Though in style the Greek Revival was a culmination of the
classical tradition, technologically it presided over the
beginning of America's industrial age. The entire period was one
of invention and change. The years between 1820 and the Civil
War - the approximate dates of the Greek Revival - saw
steamboats on the Mississippi, packet service on the Erie canal,
locomotive-powered trains whizzing by at 20 miles an hour, iron
plows and mechanical reapers on the farm, and a cast-iron cook
stove in at least some fortunate kitchens. If contemporary
advertisements are to be believed, a few houses even had
complete bathrooms with a tub, mechanical shower bath, and water
closet. The Greek Revival dwelling, like no house before it, was
entirely up-to-date.
At the same time, it was a pioneer homestead. As Americans
pushed beyond the Allegheny Mountains, the log cabin was their
first frontier home; but as permanent settlements took shape or
prosperity came to struggling plantation owners, the Greek
Revival house became the fashionable choice.
In the hands of leading architects, the Greek Revival
underwent a surprising "modernization" of both form and detail,
resulting in stripped-down designs not unlike the English
Regency. A sense of freedom is evident even in builders'
handbooks.

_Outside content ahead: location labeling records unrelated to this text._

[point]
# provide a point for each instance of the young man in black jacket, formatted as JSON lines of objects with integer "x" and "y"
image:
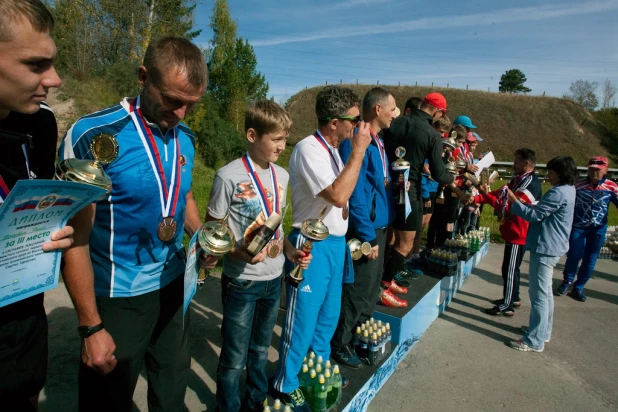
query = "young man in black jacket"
{"x": 28, "y": 134}
{"x": 420, "y": 140}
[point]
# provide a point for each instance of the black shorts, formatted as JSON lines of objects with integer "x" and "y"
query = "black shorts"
{"x": 415, "y": 218}
{"x": 432, "y": 198}
{"x": 452, "y": 205}
{"x": 23, "y": 353}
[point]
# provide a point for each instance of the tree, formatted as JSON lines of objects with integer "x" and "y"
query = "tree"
{"x": 609, "y": 91}
{"x": 512, "y": 81}
{"x": 582, "y": 92}
{"x": 234, "y": 79}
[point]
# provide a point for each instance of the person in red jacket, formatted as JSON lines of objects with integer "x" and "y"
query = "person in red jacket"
{"x": 513, "y": 229}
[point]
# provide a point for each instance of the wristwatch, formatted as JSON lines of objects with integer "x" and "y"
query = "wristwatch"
{"x": 87, "y": 331}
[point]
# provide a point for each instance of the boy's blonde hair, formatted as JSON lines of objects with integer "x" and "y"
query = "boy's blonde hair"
{"x": 442, "y": 123}
{"x": 462, "y": 134}
{"x": 266, "y": 116}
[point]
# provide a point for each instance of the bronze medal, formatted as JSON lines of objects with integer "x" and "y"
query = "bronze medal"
{"x": 273, "y": 250}
{"x": 167, "y": 229}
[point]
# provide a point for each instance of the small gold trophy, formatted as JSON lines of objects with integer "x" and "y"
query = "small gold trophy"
{"x": 104, "y": 149}
{"x": 401, "y": 165}
{"x": 216, "y": 239}
{"x": 314, "y": 230}
{"x": 359, "y": 249}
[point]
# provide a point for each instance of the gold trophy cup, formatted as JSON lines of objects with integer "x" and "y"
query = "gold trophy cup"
{"x": 314, "y": 231}
{"x": 359, "y": 249}
{"x": 104, "y": 149}
{"x": 401, "y": 165}
{"x": 216, "y": 239}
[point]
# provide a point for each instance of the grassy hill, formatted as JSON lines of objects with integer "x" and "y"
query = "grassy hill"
{"x": 548, "y": 125}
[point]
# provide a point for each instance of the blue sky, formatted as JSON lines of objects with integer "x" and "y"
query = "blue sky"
{"x": 462, "y": 43}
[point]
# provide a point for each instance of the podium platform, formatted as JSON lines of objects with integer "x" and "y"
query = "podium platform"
{"x": 427, "y": 298}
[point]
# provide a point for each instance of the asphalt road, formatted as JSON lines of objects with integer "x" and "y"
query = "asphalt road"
{"x": 461, "y": 363}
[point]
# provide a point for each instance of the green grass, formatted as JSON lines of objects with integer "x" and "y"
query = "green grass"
{"x": 488, "y": 219}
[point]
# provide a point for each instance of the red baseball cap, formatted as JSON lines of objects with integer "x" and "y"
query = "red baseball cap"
{"x": 436, "y": 100}
{"x": 598, "y": 162}
{"x": 471, "y": 137}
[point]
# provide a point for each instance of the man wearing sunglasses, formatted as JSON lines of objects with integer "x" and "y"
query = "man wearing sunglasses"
{"x": 594, "y": 193}
{"x": 321, "y": 187}
{"x": 416, "y": 134}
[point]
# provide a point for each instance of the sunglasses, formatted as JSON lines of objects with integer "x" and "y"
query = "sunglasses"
{"x": 353, "y": 119}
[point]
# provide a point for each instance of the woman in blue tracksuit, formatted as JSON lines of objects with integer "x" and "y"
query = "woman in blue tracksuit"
{"x": 548, "y": 239}
{"x": 594, "y": 193}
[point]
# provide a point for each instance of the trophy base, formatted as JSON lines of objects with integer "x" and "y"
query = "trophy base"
{"x": 293, "y": 281}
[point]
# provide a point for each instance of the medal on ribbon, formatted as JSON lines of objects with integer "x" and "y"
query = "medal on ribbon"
{"x": 345, "y": 212}
{"x": 274, "y": 246}
{"x": 168, "y": 196}
{"x": 382, "y": 151}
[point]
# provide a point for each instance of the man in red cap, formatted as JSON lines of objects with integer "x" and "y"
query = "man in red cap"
{"x": 419, "y": 139}
{"x": 589, "y": 226}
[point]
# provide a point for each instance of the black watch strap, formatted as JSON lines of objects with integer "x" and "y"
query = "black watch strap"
{"x": 87, "y": 331}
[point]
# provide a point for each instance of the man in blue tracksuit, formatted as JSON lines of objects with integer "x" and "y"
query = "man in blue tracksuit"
{"x": 321, "y": 187}
{"x": 370, "y": 213}
{"x": 589, "y": 226}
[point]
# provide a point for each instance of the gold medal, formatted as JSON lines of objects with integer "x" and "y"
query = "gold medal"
{"x": 273, "y": 249}
{"x": 167, "y": 229}
{"x": 104, "y": 148}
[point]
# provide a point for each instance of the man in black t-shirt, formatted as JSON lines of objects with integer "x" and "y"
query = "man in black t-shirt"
{"x": 28, "y": 136}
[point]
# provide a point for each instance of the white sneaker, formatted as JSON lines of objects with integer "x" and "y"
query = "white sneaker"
{"x": 525, "y": 329}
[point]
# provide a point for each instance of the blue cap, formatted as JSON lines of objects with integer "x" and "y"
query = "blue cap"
{"x": 464, "y": 121}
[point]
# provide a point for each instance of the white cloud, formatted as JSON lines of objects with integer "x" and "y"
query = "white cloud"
{"x": 503, "y": 16}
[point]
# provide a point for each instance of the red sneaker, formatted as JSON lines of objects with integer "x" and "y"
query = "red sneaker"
{"x": 395, "y": 288}
{"x": 388, "y": 299}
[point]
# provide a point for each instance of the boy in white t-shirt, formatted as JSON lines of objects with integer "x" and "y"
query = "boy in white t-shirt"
{"x": 252, "y": 188}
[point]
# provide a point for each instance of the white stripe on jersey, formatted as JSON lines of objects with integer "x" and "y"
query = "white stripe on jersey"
{"x": 111, "y": 247}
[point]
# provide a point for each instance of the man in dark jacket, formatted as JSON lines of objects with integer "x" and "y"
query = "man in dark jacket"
{"x": 28, "y": 134}
{"x": 513, "y": 229}
{"x": 370, "y": 214}
{"x": 417, "y": 136}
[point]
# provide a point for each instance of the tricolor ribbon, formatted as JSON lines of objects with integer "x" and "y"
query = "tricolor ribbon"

Minard Lafever entitled his most famous Greek revival
pattern book "The Beauties of Modern Architecture." That, of
course, is exactly what the Greek style was to the architects
and home builders of the early nineteenth century. Architecture
was, by definition, classic. This was modern architecture, i.e.,
the new Greek classic modified and made usable for a
contemporary house.
English Hall House
"This two-room dwelling, known as the ‘hall-and-parlor,’ was the yeoman's approximation of an English manor house. In that much larger dwelling, wings were sometimes added at either end of the great hall: one a buttery or ‘bottlery’ for storing wine and food; the other a parlor, or ‘conversation room,’ for the private use of the family. In the cottage version, one end of the hall was simply partitioned off to create a parlor, or a second small room was added to the original house. The parlor was the ‘best room’ as compared to the utilitarian hall. Nevertheless, it probably contained a bed, as did most rooms in those early houses, where families were large and space at a premium."